Diretor do MNAA só se recandidata caso as "condições se alterem de forma substancial"

A atual "equipa tem uma ideia para este museu que foi demonstrada. O Estado e o Governo têm pelos vistos outra. No quadro atual não faz qualquer sentido que me mantenha em funções" afirmou António Filipe Pimentel em entrevista. Diretor e subdiretor saem em junho

Diretor do Museu Nacional de Arte Antiga (MNAA) há nove anos, António Filipe Pimentel comunicou na semana passada no final de uma reunião entre a ministra da Cultura, Graça Fonseca, e diretores dos museus, palácios e outros monumentos da Direção-Geral do Património Cultural (DGPC), a sua intenção de abandonar a instituição em junho, quando termina o seu mandato.

A atual "equipa tem uma ideia para este museu que foi demonstrada. O Estado e o Governo têm pelos vistos outra. No quadro atual é inviável [uma recandidatura] e não faz qualquer sentido que me mantenha em funções", afirmou em entrevista à RTP3, transmitida nesta segunda-feira, justificando novamente a sua decisão.

Todavia, o diretor do museu admite que essa recandidatura aconteceria e as condições se alterarem de forma substancial". Aliás, acrescentou Pimentel, "teria o maior gosto e felicidade de prosseguir o esforço que aqui foi desenvolvido nestes anos e não desperdiçá-lo. Acho que o desperdício é pecado mortal."

Referindo que a questão da falta de vigilantes, que tem obrigado ao encerramento temporário de várias salas ao longo dos anos, "é apenas a mais visível" entre aquelas que obrigam a atual equipa "em condições extremamente austeras e limitadas", António Filipe Pimentel afirmou que a campanha de crowdfunding que permitiu ao museu adquirir o quadro A Adoração dos Magos, de Domingos Sequeira "não seria possível hoje". Nessa altura, como recordou Pimentel, em visita ao museu António Costa, "com o maior dos otimismos", prometia a autonomia e ampliação do mesmo. Estávamos então em 2016.

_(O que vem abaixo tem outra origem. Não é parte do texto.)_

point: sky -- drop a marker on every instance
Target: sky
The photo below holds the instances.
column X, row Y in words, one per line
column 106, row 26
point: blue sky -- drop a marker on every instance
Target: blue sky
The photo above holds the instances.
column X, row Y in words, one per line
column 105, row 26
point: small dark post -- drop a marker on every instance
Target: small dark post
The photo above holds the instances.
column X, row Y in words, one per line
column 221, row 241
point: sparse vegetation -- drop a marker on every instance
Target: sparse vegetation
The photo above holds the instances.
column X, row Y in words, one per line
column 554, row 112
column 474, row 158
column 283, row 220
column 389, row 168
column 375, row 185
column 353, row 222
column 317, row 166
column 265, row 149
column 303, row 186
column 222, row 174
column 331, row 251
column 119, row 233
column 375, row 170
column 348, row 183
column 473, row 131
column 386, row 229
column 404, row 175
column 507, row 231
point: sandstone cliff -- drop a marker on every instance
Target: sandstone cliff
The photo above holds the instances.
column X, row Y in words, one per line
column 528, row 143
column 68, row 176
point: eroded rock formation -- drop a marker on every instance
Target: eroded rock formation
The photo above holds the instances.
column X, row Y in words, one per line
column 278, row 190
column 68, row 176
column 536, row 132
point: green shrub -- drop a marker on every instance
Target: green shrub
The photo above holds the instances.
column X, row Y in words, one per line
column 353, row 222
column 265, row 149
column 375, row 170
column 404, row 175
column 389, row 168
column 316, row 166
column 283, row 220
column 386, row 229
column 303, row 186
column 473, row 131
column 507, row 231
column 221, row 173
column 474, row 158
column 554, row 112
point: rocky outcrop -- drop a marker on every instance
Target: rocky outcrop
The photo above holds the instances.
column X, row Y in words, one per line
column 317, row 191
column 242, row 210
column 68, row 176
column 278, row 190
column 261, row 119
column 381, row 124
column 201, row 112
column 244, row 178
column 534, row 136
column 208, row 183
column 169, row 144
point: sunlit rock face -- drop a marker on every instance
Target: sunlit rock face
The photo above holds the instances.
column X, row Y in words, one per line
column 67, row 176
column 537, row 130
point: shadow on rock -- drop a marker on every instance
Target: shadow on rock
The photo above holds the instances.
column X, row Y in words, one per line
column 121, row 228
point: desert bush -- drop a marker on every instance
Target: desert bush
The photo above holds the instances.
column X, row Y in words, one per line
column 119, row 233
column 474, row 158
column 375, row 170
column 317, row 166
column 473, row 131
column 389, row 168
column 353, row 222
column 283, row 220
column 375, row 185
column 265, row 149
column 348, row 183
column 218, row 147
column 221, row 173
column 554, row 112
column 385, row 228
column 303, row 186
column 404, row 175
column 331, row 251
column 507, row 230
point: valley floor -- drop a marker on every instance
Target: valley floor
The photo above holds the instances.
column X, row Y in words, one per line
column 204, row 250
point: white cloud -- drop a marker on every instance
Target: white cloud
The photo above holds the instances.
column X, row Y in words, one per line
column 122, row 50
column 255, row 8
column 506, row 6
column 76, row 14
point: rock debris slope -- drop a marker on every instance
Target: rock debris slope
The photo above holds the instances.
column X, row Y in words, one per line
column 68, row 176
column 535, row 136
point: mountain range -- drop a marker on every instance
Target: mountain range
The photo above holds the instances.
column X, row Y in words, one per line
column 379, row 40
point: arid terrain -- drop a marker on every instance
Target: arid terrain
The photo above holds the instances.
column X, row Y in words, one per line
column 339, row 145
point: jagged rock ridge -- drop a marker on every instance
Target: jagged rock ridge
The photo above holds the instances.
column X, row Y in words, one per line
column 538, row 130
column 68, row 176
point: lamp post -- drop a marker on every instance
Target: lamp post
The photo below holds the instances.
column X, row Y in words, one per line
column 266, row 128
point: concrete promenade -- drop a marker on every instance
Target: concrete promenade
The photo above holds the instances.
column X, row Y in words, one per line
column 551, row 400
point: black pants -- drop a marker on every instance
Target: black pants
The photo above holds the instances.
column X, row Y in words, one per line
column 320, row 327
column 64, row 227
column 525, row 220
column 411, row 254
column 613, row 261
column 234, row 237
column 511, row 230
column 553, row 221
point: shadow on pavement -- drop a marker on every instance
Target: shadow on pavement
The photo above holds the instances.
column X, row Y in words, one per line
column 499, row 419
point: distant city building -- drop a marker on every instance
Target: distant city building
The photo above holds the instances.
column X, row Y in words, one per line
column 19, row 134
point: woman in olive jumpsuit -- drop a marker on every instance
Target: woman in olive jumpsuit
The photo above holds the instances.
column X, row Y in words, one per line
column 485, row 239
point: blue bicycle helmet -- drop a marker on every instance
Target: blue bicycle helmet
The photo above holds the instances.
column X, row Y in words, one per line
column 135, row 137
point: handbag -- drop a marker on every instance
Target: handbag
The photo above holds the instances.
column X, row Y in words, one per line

O diretor do MNAA nunca escondeu a sua insatisfação face à falta de autonomia do museu. Nesta entrevista deu um exemplo de um pedido de autorização para comprar lâmpadas que o museu fez em janeiro de 2018 e que só há um mês recebeu. Relativamente novo regime jurídico de autonomia de gestão dos museus, monumentos, palácios e sítios arqueológicos, diploma que ainda não foi aprovado e só amanhã será discutido na Comissão de Cultura, Comunicação, Juventude e Desporto, Pimentel voltou a reconhecer a mudança como "insuficiente", lembrando que, apesar do aumento da autonomia, o MNAA continuaria a ficar privado de um número de identificação fiscal, que considera essencial.

A proposta de diploma foi apresentada em junho aos diretores de museus e entidades representativas e, entre os objetivos, constam a delegação de competências nos diretores dos museus, a redução da burocracia e o maior acesso aos recursos próprios gerados, deu já conta a agência Lusa, que teve acesso ao diploma. Este tem como objetivos "que o património cultural beneficie de uma maior autonomia de gestão para concretização de projetos que importem mais-valias para a cultura, o património, a economia e o turismo, fomentando-se o estabelecimento de parcerias entre museus, monumentos, palácios e sítios arqueológicos com outras entidades, públicas e privadas, e com a sociedade civil, valorizando o seu papel enquanto instituições com ligações estreitas ao território e às comunidades onde se inserem".